Investors fear that, with confidence in the global economy’s prospects evaporating, financial markets will remain in a slump, feeding a vicious circle of pessimism.

The fear among investors has reached epidemic proportions, with the sell-off erasing $8.1 trillion—or 14.8 percent of market capitalization—from global stock markets since July 24.

Dumping equities, investors rushed for perceived safety in the Japanese yen, Swiss franc and gold—which hit another record high of $1,770/ounce on Tuesday.

MSCI’s all-country world index declined further 1.2 percent, and has now shed about 20 percent since peaking in May. The market rule of thumb is that a fall of that magnitude constitutes a “bear market.”

‘Weary resignation’

Monday saw the US market’s worst showing since December 2008. The Dow Jones industrial average fell 5.6 percent, and the Standard & Poor’s 500-stock index dropped 6.7 percent.

On Tuesday, Asian trading saw enormous volatility, with steep early declines partially reversed as the day progressed.

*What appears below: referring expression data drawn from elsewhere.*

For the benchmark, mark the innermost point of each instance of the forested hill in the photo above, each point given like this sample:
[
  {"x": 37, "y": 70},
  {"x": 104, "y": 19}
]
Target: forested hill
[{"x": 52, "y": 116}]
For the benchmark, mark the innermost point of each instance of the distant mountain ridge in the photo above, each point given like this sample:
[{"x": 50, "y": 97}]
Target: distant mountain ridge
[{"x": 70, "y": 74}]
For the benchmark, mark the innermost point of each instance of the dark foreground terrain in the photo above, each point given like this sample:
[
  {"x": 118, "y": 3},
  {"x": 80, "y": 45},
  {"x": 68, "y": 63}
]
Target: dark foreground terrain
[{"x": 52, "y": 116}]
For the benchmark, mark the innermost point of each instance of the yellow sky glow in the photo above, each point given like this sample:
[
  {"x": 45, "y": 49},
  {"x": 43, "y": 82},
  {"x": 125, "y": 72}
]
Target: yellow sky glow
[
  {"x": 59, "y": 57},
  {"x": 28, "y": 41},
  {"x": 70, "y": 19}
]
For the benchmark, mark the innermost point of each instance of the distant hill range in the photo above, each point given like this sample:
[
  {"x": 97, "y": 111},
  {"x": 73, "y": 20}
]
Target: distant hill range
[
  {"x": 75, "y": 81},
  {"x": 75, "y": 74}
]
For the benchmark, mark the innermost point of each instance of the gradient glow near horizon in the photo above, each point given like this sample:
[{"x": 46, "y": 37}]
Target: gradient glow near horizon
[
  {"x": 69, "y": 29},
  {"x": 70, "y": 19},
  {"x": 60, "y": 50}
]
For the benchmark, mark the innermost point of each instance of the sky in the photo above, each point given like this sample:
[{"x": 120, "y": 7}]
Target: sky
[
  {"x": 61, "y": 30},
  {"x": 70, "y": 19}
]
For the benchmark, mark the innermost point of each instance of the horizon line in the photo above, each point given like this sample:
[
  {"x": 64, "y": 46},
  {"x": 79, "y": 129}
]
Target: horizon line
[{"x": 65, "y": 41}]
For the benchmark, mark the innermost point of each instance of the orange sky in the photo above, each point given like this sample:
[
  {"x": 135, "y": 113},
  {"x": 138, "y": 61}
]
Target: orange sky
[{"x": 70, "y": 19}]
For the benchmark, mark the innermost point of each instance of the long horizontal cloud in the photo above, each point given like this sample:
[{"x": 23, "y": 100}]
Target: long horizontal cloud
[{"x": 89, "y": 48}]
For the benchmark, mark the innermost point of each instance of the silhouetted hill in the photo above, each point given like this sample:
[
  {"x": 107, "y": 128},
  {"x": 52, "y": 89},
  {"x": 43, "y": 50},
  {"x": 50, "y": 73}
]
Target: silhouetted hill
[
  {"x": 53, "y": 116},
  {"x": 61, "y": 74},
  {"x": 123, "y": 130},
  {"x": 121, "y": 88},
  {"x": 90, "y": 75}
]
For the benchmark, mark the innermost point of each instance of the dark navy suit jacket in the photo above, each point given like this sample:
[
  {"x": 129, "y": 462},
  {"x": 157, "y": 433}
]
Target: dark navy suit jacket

Seoul’s Kospi index closed 3.6 percent lower, and the Tokyo benchmark Nikkei 225 stock average fell 1.7 percent. In Hong Kong, the Hang Seng index fell 5.7 percent; in Shanghai, the composite index closed essentially flat.

Stephen Davies, chief executive of Javelin Wealth Management in Singapore, characterized sentiment in Asia as “weary resignation” rather than outright panic.

Davies said that the markets in general had been caught in a “negative feedback loop”—where declining markets fuel worries about the economic fallout of the turmoil, which in turn undermines sentiment further.

Alone among the big markets, the Sydney benchmark S&P/ASX 200 index closed in positive territory, with a 1.2-percent gain.

European stocks rallied at the opening but quickly fizzled. Just before midday, the Euro Stoxx 50 index, a barometer of eurozone blue chips, fell 4 percent, while the FTSE 100 index in London slid 3.6 percent.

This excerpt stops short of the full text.